Ben Affleck reprises the role of Batman one last time, and continues to get nothing but terrible material. The approach is to look up the most commonly repeated Twitter ‘Hot Takes’ on the character and then use them as a punch line. So in this movie, under the influence of the Lasso of Truth, Batman rabbits on about using his wealth to tackle poverty instead of vigilante justice being the right thing to do. Firstly, Batman would never question his approach to crime and secondly, we’ve all heard this one before. This is what movies are going to look like when AI has taken over. Gal Gadot turns up to wear her costume and stand in from of a Green Screen in a different building to the other actors, most likely on the same day she filmed her Shazam cameo. Jason Momoa didn’t bother with the costume and just rolled around in a puddle instead.

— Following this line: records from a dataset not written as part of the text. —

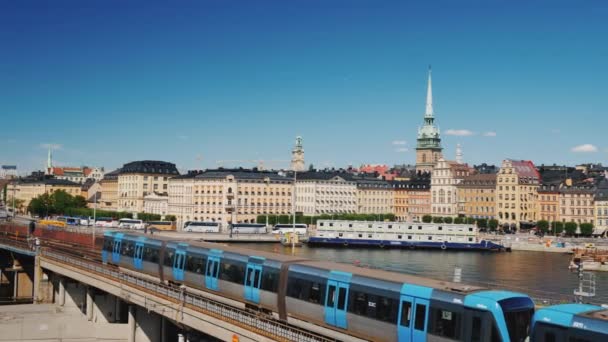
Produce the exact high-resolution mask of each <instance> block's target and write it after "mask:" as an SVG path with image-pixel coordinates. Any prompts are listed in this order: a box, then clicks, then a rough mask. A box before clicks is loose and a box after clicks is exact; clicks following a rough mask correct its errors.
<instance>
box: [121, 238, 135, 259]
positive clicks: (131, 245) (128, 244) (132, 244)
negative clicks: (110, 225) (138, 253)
mask: <svg viewBox="0 0 608 342" xmlns="http://www.w3.org/2000/svg"><path fill="white" fill-rule="evenodd" d="M120 254H121V255H124V256H127V257H130V258H132V257H133V255H134V254H135V245H134V244H133V241H129V240H123V241H122V246H121V251H120Z"/></svg>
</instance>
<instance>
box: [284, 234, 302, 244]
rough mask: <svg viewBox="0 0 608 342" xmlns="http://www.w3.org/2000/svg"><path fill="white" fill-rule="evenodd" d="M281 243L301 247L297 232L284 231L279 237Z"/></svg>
mask: <svg viewBox="0 0 608 342" xmlns="http://www.w3.org/2000/svg"><path fill="white" fill-rule="evenodd" d="M281 244H282V245H283V246H285V247H302V242H301V241H300V238H299V236H298V234H296V233H286V234H284V235H283V236H282V237H281Z"/></svg>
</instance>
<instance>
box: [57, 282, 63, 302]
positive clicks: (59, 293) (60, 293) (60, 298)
mask: <svg viewBox="0 0 608 342" xmlns="http://www.w3.org/2000/svg"><path fill="white" fill-rule="evenodd" d="M57 304H59V306H64V305H65V278H63V277H59V298H58V300H57Z"/></svg>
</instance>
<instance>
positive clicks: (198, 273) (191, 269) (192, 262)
mask: <svg viewBox="0 0 608 342" xmlns="http://www.w3.org/2000/svg"><path fill="white" fill-rule="evenodd" d="M206 264H207V260H205V258H204V257H202V256H200V255H188V258H187V259H186V271H188V272H193V273H198V274H203V273H204V272H205V265H206Z"/></svg>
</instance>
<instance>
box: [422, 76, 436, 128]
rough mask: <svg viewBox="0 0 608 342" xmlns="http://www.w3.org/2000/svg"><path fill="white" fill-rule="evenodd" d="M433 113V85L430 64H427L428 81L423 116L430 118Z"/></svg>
mask: <svg viewBox="0 0 608 342" xmlns="http://www.w3.org/2000/svg"><path fill="white" fill-rule="evenodd" d="M433 114H434V113H433V86H432V85H431V66H430V65H429V83H428V86H427V90H426V112H425V114H424V116H425V117H427V118H432V117H433Z"/></svg>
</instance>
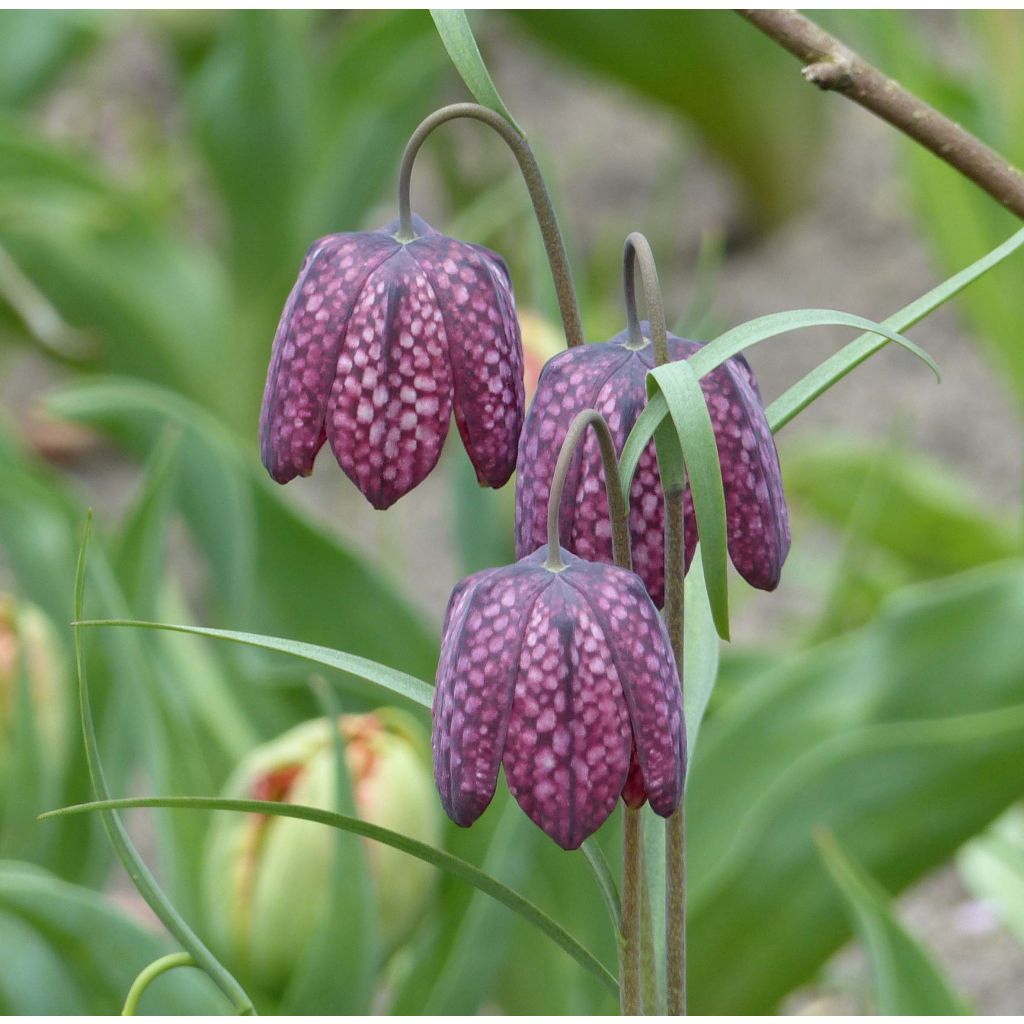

Then comes the big scene where we see a bunch of different Supermen and whatnot from multiple sources, and all we get are ghoulish looking CGI models staring off into space. This becomes doubly ghoulish when some of these performers having already passed away, George Reeves possibly having suicided due to being unable to get away from the role. Maybe dredging up a digital corpse to make the audience point at the screen and say “oh, that’s George Reeves” isn’t a great idea. At the other end of the spectrum, a long-haired Nic Cage fighting a giant spider gets a look in, a reference to a project that never got made. It’s all just a desperate attempt to appeal to nerds and feels terribly shallow.

Even compared to other big-budget superhero films this one relies incredibly heavy on CGI. You’ve got all the usual high-speed fight scenes this role needs, but you’ve got massively complex and visually noisy time-travel scenes (that are pretty well designed), dead celebrities to render and the main character’s face needing to be copy-pasted onto another performers face. The resources – money, time or workers – put towards these aspects of the film have not been evenly distributed. The Flash runs up a building to rescue a horde of babies who somehow looks worse that the Twilight thing all these years later. Ezra Miller’s face floats weirdly over the head of the stand-in in almost every scene they share, which isn’t helped by the awful, awful giggling. Very little looks believable and even less looks pleasant. It’s Cats all over again…not just bad, but unpleasant.

We did like the design of the time-travel sequences, but we’re struggling to find more positive notes for this film. Michael Keaton is always worth the time, but gets saddled with the monster twins. In the second half of the movie we get Sasha Calle as Supergirl and she is genuinely rad. It’s a new take on the character and she is a compelling performer. If there’s only one thing salvaged from this disaster, it should be her. So long as we don’t need to see this slapstick-version-of-autism Barry Allen the stars aligned to curse us with. Should’ve just replaced him with Grant Gustin the moment they went multiverse.